Log in

View Full Version : ANSWERED! --> Firefox Extension requests robots.txt: makes spider detection hard!



JAB Creations
01-29-2008, 11:13 PM
There is an extension for Firefox and other Gecko based browsers that requests robots.txt. I do not rememberer the name of the extension off hand but I remember actively trying to contact the creator unsuccessfully. This is very obnoxious as it makes it difficult to detect new spiders. To detect new spiders I have to manually delete the line from the access log, delete the script's log, run the script again, and repeat for every single request! To negate this I want all requests from useragents with the string 'Gecko' to receive an HTTP 403 error code when requesting the robots.txt file (as this will not be counted as a successful request on the file).

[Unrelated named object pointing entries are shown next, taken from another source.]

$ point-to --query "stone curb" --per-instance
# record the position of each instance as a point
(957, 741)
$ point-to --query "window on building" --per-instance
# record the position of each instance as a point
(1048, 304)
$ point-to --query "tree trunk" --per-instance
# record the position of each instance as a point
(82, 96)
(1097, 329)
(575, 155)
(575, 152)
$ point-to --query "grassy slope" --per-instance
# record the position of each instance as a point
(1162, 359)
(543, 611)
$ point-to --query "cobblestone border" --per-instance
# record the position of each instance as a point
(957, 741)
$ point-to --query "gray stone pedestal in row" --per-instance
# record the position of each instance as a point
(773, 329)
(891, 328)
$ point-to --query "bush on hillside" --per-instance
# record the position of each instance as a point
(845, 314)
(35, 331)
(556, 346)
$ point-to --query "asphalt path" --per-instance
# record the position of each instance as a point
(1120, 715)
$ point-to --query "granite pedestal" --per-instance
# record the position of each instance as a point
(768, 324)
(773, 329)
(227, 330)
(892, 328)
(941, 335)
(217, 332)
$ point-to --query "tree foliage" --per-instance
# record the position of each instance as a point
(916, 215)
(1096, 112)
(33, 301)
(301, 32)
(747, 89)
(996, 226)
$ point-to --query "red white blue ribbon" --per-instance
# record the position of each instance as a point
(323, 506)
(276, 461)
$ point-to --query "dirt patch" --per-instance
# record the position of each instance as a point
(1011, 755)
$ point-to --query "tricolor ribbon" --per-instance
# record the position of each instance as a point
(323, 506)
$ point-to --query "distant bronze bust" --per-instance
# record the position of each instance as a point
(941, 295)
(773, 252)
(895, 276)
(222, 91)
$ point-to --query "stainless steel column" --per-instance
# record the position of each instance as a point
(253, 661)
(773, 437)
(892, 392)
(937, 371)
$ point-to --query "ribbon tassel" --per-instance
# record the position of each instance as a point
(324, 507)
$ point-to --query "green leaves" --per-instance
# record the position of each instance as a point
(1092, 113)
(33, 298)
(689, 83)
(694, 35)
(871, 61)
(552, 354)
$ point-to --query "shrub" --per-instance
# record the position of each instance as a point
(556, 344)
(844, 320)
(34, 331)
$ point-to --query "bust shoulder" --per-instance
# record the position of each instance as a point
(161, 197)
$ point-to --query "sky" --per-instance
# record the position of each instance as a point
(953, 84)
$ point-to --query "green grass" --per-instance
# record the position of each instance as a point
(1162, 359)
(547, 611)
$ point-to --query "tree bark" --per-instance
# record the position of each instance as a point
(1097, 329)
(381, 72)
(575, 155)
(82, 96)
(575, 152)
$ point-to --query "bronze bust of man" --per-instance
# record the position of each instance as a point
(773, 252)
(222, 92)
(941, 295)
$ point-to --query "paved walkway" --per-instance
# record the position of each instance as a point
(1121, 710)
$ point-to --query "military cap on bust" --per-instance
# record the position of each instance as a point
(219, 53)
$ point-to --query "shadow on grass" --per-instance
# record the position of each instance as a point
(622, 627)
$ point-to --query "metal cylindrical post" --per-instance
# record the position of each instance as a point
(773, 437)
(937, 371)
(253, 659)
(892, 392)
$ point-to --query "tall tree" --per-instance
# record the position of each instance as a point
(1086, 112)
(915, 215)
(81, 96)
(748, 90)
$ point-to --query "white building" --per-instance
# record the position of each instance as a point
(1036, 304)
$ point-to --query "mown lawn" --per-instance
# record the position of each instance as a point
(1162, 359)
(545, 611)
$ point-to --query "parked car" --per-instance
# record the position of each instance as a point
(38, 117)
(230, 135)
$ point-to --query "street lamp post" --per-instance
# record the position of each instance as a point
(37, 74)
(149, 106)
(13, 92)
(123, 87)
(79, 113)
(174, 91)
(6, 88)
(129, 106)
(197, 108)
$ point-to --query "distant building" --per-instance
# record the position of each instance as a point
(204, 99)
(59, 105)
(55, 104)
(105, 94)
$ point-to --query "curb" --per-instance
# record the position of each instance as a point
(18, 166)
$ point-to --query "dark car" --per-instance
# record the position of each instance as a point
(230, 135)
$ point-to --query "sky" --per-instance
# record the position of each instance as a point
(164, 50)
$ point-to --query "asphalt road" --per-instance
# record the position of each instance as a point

I do not have the ability to execute PHP in txt files nor do I have access to httpd.conf to allow this. So...

1.) How do we detect 'Gecko'?
2.) How do we forbid 'Gecko' from accessing robots.txt?

I've been searching and this is my current best guess though it generates a server error (Apache 1.3.39).

Here are some examples that I've tried but none of these work! I also don't understand Apache's syntax very well as their documentation could use more examples...lots more. :rolleyes:


RewriteCond %{HTTP_USER_AGENT}!Gecko [NC]
RewriteRule!^(robots\.txt) - [F]

This works too well, can anyone reform this to use a rule to only apply this to robots.txt file only?

SetEnvIf User-Agent "Gecko" Gecko
<Files /error/error-403.php>
order allow,deny
allow from all
</Files>
deny from env=Gecko

JAB Creations
01-29-2008, 11:48 PM
Working Answer: I was unaware of the ability to allow PHP to be executed by modifying .htaccess. So there are three simple steps to do this though correctly...

Step One
.htaccess
First you must allow PHP to execute on files with the txt extension...

AddType application/x-httpd-php .txt

Do not use this however (with it set to specifically PHP5 as I encountered problems on Apache 1.3.39 running Apache 5.2.4)...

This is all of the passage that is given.